Dans un bilan d'entreprise, on trouve des immobilisations corporelles - usines, bateaux, mines, etc. - mais aussi des immobilisations incorporelles...

Serge. Dites aussi actifs intangibles. C'est un concept souvent abstrait, et certains managements ne se gênent pas pour abuser de l'abstraction.

Etienne. On regroupe sous la catégorie des intangibles les brevets, les licences, les portefeuilles de clients, les marques ou les logiciels informatiques, fonds de commerce, droits au bail entres autres choses. Pour certaines entreprises, comme les pharmaceutiques ou les éditeurs de logiciels, on comprend intuitivement l'importance de ce poste.

Serge. Plus précisément, on capitalise ici les frais de dépôt de marque, le montant des brevets que l'on aurait acquis, sinon les frais de recherche et développement, les frais d'acquisition de licences, etc.

 Pourquoi les frais ?

Serge. Il y a deux méthodes pour valoriser un actif au bilan. En prenant l'exemple du brevet : soit au coût d'acquisition, soit en capitalisant les frais de dépôt s'il est développé en interne.

Qu'appelez-vous frais de dépôt ?

Serge. Tout ce qu'il en a coûté à l'entreprise pour jouir du brevet, soit la somme des frais de R&D plus les frais administratifs pour s'en faire reconnaître la propriété exclusive.

Mais c'est la porte ouverte à toutes les aberrations ? Imaginons un brevet qui n'a coûté que 1.000 dollars à déposer, mais qui rapporte des milliards à l'entreprise...
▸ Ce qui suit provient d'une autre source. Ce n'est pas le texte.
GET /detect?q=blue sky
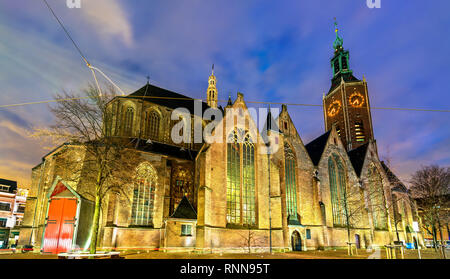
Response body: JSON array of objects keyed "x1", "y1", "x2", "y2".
[{"x1": 0, "y1": 0, "x2": 450, "y2": 186}]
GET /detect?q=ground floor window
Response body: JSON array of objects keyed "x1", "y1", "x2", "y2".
[
  {"x1": 306, "y1": 229, "x2": 311, "y2": 239},
  {"x1": 181, "y1": 225, "x2": 192, "y2": 236}
]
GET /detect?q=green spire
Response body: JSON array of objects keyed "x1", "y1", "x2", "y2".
[{"x1": 333, "y1": 18, "x2": 344, "y2": 50}]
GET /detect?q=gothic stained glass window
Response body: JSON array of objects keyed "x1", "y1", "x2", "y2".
[
  {"x1": 227, "y1": 132, "x2": 241, "y2": 224},
  {"x1": 342, "y1": 56, "x2": 347, "y2": 69},
  {"x1": 131, "y1": 162, "x2": 158, "y2": 226},
  {"x1": 368, "y1": 166, "x2": 387, "y2": 229},
  {"x1": 328, "y1": 156, "x2": 346, "y2": 228},
  {"x1": 145, "y1": 111, "x2": 160, "y2": 140},
  {"x1": 124, "y1": 107, "x2": 134, "y2": 136},
  {"x1": 334, "y1": 59, "x2": 339, "y2": 74},
  {"x1": 355, "y1": 121, "x2": 365, "y2": 142},
  {"x1": 227, "y1": 132, "x2": 256, "y2": 225},
  {"x1": 284, "y1": 143, "x2": 297, "y2": 219},
  {"x1": 242, "y1": 135, "x2": 256, "y2": 228},
  {"x1": 170, "y1": 167, "x2": 194, "y2": 214}
]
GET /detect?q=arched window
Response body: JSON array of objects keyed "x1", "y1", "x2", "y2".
[
  {"x1": 123, "y1": 107, "x2": 134, "y2": 137},
  {"x1": 367, "y1": 166, "x2": 387, "y2": 230},
  {"x1": 328, "y1": 155, "x2": 347, "y2": 226},
  {"x1": 131, "y1": 162, "x2": 158, "y2": 226},
  {"x1": 227, "y1": 132, "x2": 256, "y2": 228},
  {"x1": 242, "y1": 135, "x2": 256, "y2": 225},
  {"x1": 145, "y1": 111, "x2": 160, "y2": 140},
  {"x1": 284, "y1": 143, "x2": 297, "y2": 220},
  {"x1": 169, "y1": 167, "x2": 194, "y2": 214},
  {"x1": 355, "y1": 121, "x2": 366, "y2": 142}
]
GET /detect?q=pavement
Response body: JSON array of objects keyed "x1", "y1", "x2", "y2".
[{"x1": 0, "y1": 249, "x2": 450, "y2": 259}]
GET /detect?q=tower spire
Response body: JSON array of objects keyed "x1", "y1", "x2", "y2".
[
  {"x1": 333, "y1": 18, "x2": 344, "y2": 51},
  {"x1": 206, "y1": 64, "x2": 218, "y2": 108}
]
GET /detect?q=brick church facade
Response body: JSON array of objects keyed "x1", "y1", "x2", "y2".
[{"x1": 19, "y1": 26, "x2": 422, "y2": 253}]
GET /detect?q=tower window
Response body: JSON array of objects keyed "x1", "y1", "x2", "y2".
[
  {"x1": 334, "y1": 59, "x2": 339, "y2": 74},
  {"x1": 342, "y1": 56, "x2": 348, "y2": 69},
  {"x1": 355, "y1": 121, "x2": 366, "y2": 142},
  {"x1": 145, "y1": 111, "x2": 160, "y2": 140}
]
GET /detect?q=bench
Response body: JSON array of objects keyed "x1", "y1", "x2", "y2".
[
  {"x1": 58, "y1": 252, "x2": 124, "y2": 259},
  {"x1": 384, "y1": 244, "x2": 405, "y2": 259}
]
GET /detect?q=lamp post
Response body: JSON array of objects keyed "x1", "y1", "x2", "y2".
[
  {"x1": 413, "y1": 221, "x2": 422, "y2": 259},
  {"x1": 267, "y1": 141, "x2": 272, "y2": 254}
]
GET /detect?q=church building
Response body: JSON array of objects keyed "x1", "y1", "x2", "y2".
[{"x1": 19, "y1": 25, "x2": 422, "y2": 253}]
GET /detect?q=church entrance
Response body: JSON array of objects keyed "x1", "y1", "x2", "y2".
[
  {"x1": 42, "y1": 182, "x2": 78, "y2": 254},
  {"x1": 291, "y1": 231, "x2": 302, "y2": 251},
  {"x1": 355, "y1": 234, "x2": 361, "y2": 249}
]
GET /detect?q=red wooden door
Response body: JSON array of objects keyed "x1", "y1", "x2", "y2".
[{"x1": 43, "y1": 198, "x2": 77, "y2": 254}]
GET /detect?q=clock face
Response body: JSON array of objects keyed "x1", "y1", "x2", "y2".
[
  {"x1": 348, "y1": 92, "x2": 364, "y2": 108},
  {"x1": 328, "y1": 100, "x2": 341, "y2": 117}
]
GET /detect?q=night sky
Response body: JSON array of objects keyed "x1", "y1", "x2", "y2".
[{"x1": 0, "y1": 0, "x2": 450, "y2": 187}]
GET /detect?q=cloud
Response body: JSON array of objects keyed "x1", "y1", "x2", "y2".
[{"x1": 80, "y1": 0, "x2": 133, "y2": 47}]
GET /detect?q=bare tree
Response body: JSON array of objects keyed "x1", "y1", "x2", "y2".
[
  {"x1": 240, "y1": 225, "x2": 268, "y2": 254},
  {"x1": 34, "y1": 85, "x2": 138, "y2": 254},
  {"x1": 409, "y1": 165, "x2": 450, "y2": 257},
  {"x1": 334, "y1": 176, "x2": 390, "y2": 255}
]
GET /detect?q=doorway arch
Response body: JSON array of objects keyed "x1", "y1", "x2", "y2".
[{"x1": 291, "y1": 231, "x2": 302, "y2": 251}]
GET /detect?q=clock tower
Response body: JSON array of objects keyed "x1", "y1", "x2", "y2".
[{"x1": 323, "y1": 22, "x2": 374, "y2": 151}]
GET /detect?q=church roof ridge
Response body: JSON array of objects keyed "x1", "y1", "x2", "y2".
[{"x1": 305, "y1": 130, "x2": 331, "y2": 166}]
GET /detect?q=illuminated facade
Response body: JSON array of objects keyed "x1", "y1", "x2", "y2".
[{"x1": 16, "y1": 26, "x2": 422, "y2": 252}]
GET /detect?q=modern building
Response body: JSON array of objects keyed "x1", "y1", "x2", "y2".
[
  {"x1": 0, "y1": 178, "x2": 28, "y2": 249},
  {"x1": 20, "y1": 25, "x2": 421, "y2": 253}
]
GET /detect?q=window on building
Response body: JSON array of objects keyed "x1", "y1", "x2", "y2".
[
  {"x1": 342, "y1": 56, "x2": 348, "y2": 69},
  {"x1": 227, "y1": 132, "x2": 241, "y2": 224},
  {"x1": 227, "y1": 132, "x2": 256, "y2": 228},
  {"x1": 355, "y1": 121, "x2": 366, "y2": 142},
  {"x1": 123, "y1": 107, "x2": 134, "y2": 137},
  {"x1": 367, "y1": 166, "x2": 387, "y2": 230},
  {"x1": 334, "y1": 59, "x2": 339, "y2": 74},
  {"x1": 131, "y1": 162, "x2": 158, "y2": 226},
  {"x1": 0, "y1": 202, "x2": 11, "y2": 211},
  {"x1": 16, "y1": 218, "x2": 22, "y2": 227},
  {"x1": 284, "y1": 143, "x2": 297, "y2": 220},
  {"x1": 169, "y1": 166, "x2": 194, "y2": 214},
  {"x1": 181, "y1": 224, "x2": 192, "y2": 236},
  {"x1": 145, "y1": 111, "x2": 160, "y2": 140},
  {"x1": 328, "y1": 155, "x2": 346, "y2": 226},
  {"x1": 17, "y1": 205, "x2": 25, "y2": 213},
  {"x1": 242, "y1": 135, "x2": 256, "y2": 228},
  {"x1": 306, "y1": 229, "x2": 311, "y2": 239}
]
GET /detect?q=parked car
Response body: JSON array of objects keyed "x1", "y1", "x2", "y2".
[{"x1": 22, "y1": 245, "x2": 33, "y2": 253}]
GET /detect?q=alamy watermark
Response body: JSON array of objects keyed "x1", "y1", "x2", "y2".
[
  {"x1": 66, "y1": 0, "x2": 81, "y2": 9},
  {"x1": 366, "y1": 0, "x2": 381, "y2": 9},
  {"x1": 165, "y1": 101, "x2": 279, "y2": 154}
]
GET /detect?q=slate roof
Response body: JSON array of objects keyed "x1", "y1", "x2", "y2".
[
  {"x1": 127, "y1": 83, "x2": 209, "y2": 114},
  {"x1": 348, "y1": 143, "x2": 369, "y2": 176},
  {"x1": 305, "y1": 130, "x2": 331, "y2": 166},
  {"x1": 135, "y1": 139, "x2": 198, "y2": 161},
  {"x1": 170, "y1": 196, "x2": 197, "y2": 219},
  {"x1": 0, "y1": 178, "x2": 17, "y2": 193},
  {"x1": 381, "y1": 161, "x2": 408, "y2": 193},
  {"x1": 327, "y1": 73, "x2": 360, "y2": 94}
]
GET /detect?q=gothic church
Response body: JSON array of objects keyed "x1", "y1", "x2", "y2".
[{"x1": 19, "y1": 25, "x2": 422, "y2": 253}]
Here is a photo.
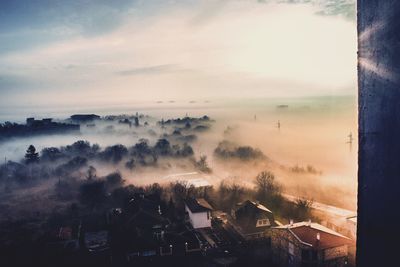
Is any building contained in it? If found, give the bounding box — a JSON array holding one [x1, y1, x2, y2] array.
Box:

Serge. C'est en effet la porte ouverte à beaucoup d'erreurs d'interprétation et d'analyse. La vraie valeur d'un brevet - ou de n'importe quel autre actif - réside en réalité dans la valeur actualisée des cash-flows qu'il est susceptible de générer.

Il faut donc réévaluer les différents intangibles durant l'analyse, plutôt que de prendre les chiffres tels qu'ils sont inscrits au bilan ?

Serge. Comme pour les actifs tangibles, comme pour toutes les lignes du bilan. Même un poste en apparence aussi sommaire que la trésorerie demande une réévaluation critique...

Jeremy. Concernant les intangibles, on est incapable de les valoriser correctement si on ne comprend pas l'activité de l'entreprise : dans ce cas, autant être prudent, faire du zèle et les compter pour zéro.

Thomas. En réalité, cela s'applique aussi aux actifs corporels.... Si tu n'es pas un spécialiste de l'industrie pétrolière, avec une connaissance spécifique des propriétés géologiques et des conditions d'exploitation d'un gisement, comment peux-tu espérer connaître sa valeur sur le marché privé ?

Serge. En effet, quitte à ne pas comprendre, autant tout compter pour zéro, et se cantonner à des entreprises qui cotent sous la valeur de leur actif net courant [actif courant moins toutes les dettes]. Si on est un familier de l'activité, il faut faire une évaluation au cas par cas : il n'y a pas de recette miracle.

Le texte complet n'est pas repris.